Supritha Rajan is presently associate professor of English at the University of Rochester. Her most recent poems have been published in Threepenny Review, Colorado Review, Bennington Review, New American Writing, and elsewhere.

Jasmine Reid is a twice trans poet of flowers. She is the author of Deus Ex Nigrum, an MFA graduate from Cornell University, and recipient of fellowships from Cave Canem and Poets House. Her work has been published or is  forthcoming in The Academy of American Poets’ Poem-a-Day, Kenyon Review, Indiana Review, and TriQuarterly, among others.

Natalie Shapero is the author, most recently, of the poetry collection Popular Longing; her next book is forthcoming from Copper Canyon in 2025. She lives in Los Angeles.

Lisa Russ Spaar is the author of over ten books, most recently Madrigalia: New & Selected Poems and Paradise Close: A Novel. Her honors include a Rona Jaffe Award, a Guggenheim Fellowship, the Library of Virginia Prize for Poetry, and an NEH Distinguished Professorship. Spaar’s poems have appeared in The Best American Poetry and Pushcart Prize Anthology series, and in POETRY, Boston Review, IMAGE, The New Yorker, Virginia Quarterly Review, and elsewhere. Her essays and reviews have been published in The New York Times, the Chronicle of Higher Education, The Washington Post, and the Los Angeles Review of Books. She is professor of English and creative writing at the University of Virginia, where she founded the Area Program in Poetry Writing in 2000 and for many years served as director of the MFA Program.

Fiction

Jaclyn Dwyer earned an MFA from the University of Notre Dame and PhD in creative writing from Florida State University. Her work has appeared in Electric Literature, Ploughshares, Cincinnati Review, Blackbird, The Pinch, and Prairie Schooner, among others. Her poetry collection, The Bride Aflame, was published by Black Lawrence Press. Dwyer lives in Thibodaux, Louisiana, with her husband and four small children.

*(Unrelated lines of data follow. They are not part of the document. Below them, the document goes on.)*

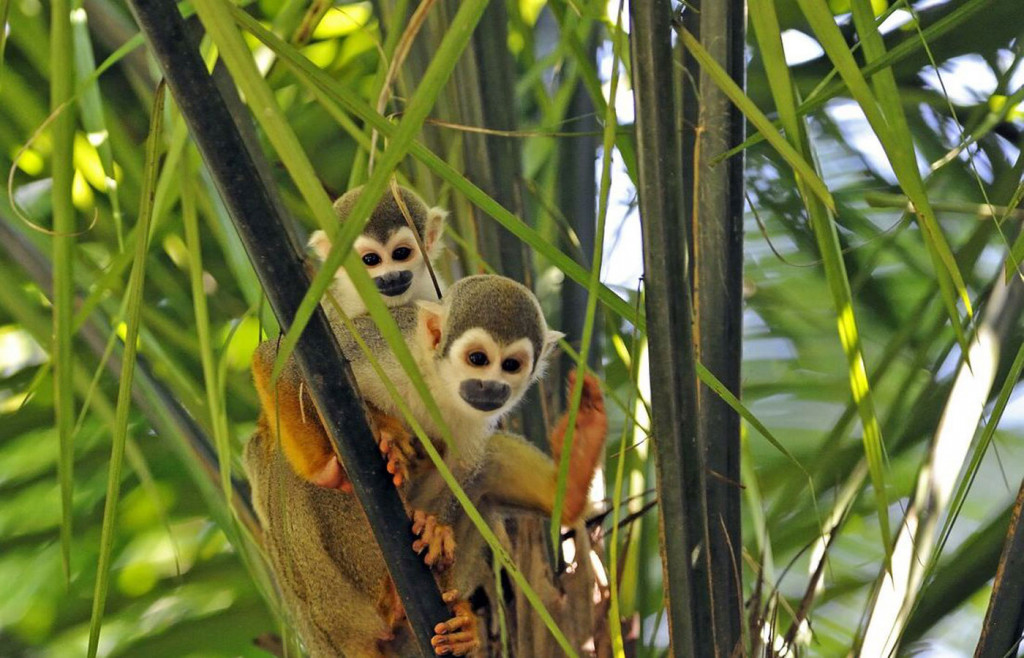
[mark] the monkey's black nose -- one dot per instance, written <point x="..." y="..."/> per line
<point x="393" y="283"/>
<point x="485" y="395"/>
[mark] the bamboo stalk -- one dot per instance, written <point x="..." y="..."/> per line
<point x="261" y="224"/>
<point x="717" y="229"/>
<point x="679" y="462"/>
<point x="1000" y="634"/>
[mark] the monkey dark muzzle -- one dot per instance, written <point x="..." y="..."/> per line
<point x="393" y="283"/>
<point x="484" y="395"/>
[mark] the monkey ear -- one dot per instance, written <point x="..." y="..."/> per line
<point x="432" y="231"/>
<point x="321" y="244"/>
<point x="430" y="318"/>
<point x="550" y="343"/>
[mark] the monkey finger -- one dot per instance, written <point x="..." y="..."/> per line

Matthew Fiander’s fiction has appeared in Story, Mid-American Review, Willow Springs, The Massachusetts Review, South Carolina Review, and elsewhere. He was a longtime music writer and editor for PopMatters and other outlets. His debut novel, Ringing in Your Ears, was published by Main Street Rag/Mint Hill Books. Fiander currently lives and works in Winston Salem, North Carolina.

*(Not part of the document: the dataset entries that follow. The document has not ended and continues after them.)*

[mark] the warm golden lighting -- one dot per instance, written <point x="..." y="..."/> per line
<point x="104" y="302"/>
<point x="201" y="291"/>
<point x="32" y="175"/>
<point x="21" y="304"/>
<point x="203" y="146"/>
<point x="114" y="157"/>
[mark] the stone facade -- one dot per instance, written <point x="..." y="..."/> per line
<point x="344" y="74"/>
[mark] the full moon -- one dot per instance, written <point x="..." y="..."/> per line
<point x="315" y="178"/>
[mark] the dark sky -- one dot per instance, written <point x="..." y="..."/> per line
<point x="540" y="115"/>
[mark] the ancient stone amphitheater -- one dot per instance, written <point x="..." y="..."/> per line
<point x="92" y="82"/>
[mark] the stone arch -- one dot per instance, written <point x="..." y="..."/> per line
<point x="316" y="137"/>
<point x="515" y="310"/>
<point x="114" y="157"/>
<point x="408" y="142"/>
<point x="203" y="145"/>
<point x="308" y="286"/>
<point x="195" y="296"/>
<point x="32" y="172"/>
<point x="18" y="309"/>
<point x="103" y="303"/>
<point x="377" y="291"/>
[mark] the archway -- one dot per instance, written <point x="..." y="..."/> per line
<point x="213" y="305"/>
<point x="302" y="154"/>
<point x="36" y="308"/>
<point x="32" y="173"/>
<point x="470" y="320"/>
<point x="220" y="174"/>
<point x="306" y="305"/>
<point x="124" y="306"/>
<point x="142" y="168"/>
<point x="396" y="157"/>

Richard Holinger’s work has appeared in Chicago Quarterly Review, Iowa Review, Southern Review, Hobart, Chautauqua, and Cimarron Review. Books include North of Crivitz (poetry) and Kangaroo Rabbits and Galvanized Fences (essays). He has taught English and creative writing on several academic levels, holds a PhD in creative writing from the University of Illinois Chicago, and lives northwest of Chicago where an occasional fox, deer, turkey, blue heron, and eagle pass through.

Damien Roos received his MFA in creative writing from The New School and has recently completed his first novel, Church of the New Light. His work has appeared in such outlets as New South Journal, Gravel, and The Colorado Review. Roos lives in Asheville, North Carolina, with his wife and two pets.

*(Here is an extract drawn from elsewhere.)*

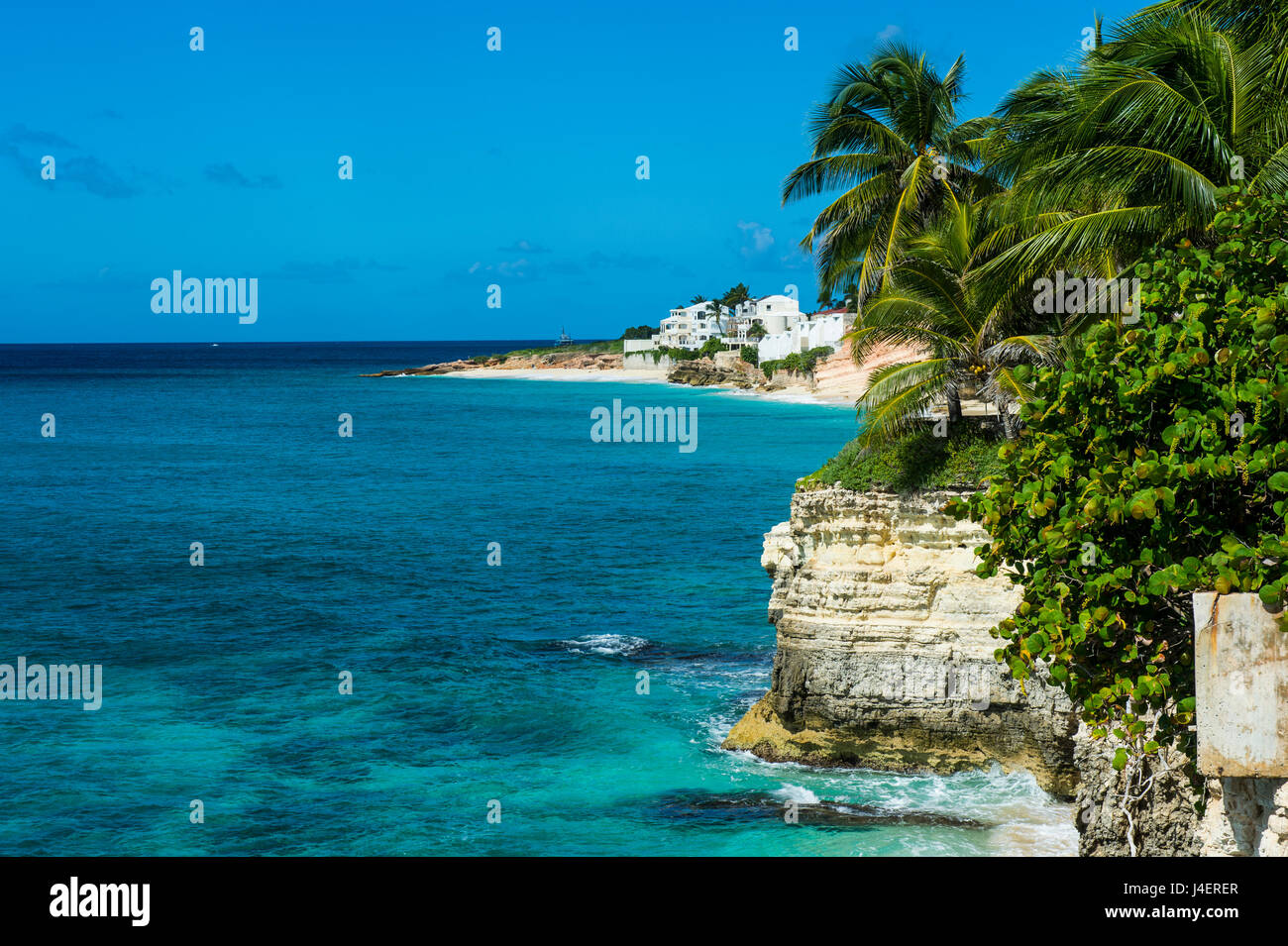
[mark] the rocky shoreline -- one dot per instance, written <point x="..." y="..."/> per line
<point x="574" y="361"/>
<point x="884" y="657"/>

Sam Simas is a queer Luso-American writer and translator. His stories have appeared in Copper Nickel, Hunger Mountain, Puerto del Sol, Sycamore Review, and other literary magazines. His writing has won Copper Nickel’s Editor’s Prize for Prose, as well as first-place in CRAFT Literary’s First Chapters Contest. He is a PhD candidate in fiction at the University of Cincinnati and the fiction editor for the Ocean State Review.

Tom Sokolowski completed an MFA at the University of Central Florida. He’s currently a PhD candidate at Florida State University, and his fiction is featured or forthcoming in The Masters Review, Prime Number Magazine, Shenandoah, and elsewhere. A veteran of the Florida Army National Guard, he lives in Tallahassee and is married to the poet Olivia M Sokolowski.

Sarah Walker was the 2017 Dennis Lehane Fiction Fellow at the Solstice MFA creative writing program. Her work has appeared in Carolina Quarterly, Cleaver, Colorado Review, CutBank, Maudlin House, and New Limestone Review, among others. She was a finalist for the 2022 Robert Day Fiction Award and the 2023 Iron Horse Long Story Prize. Her fiction has been supported by the Tin House Workshop and the Massachusetts Cultural Council.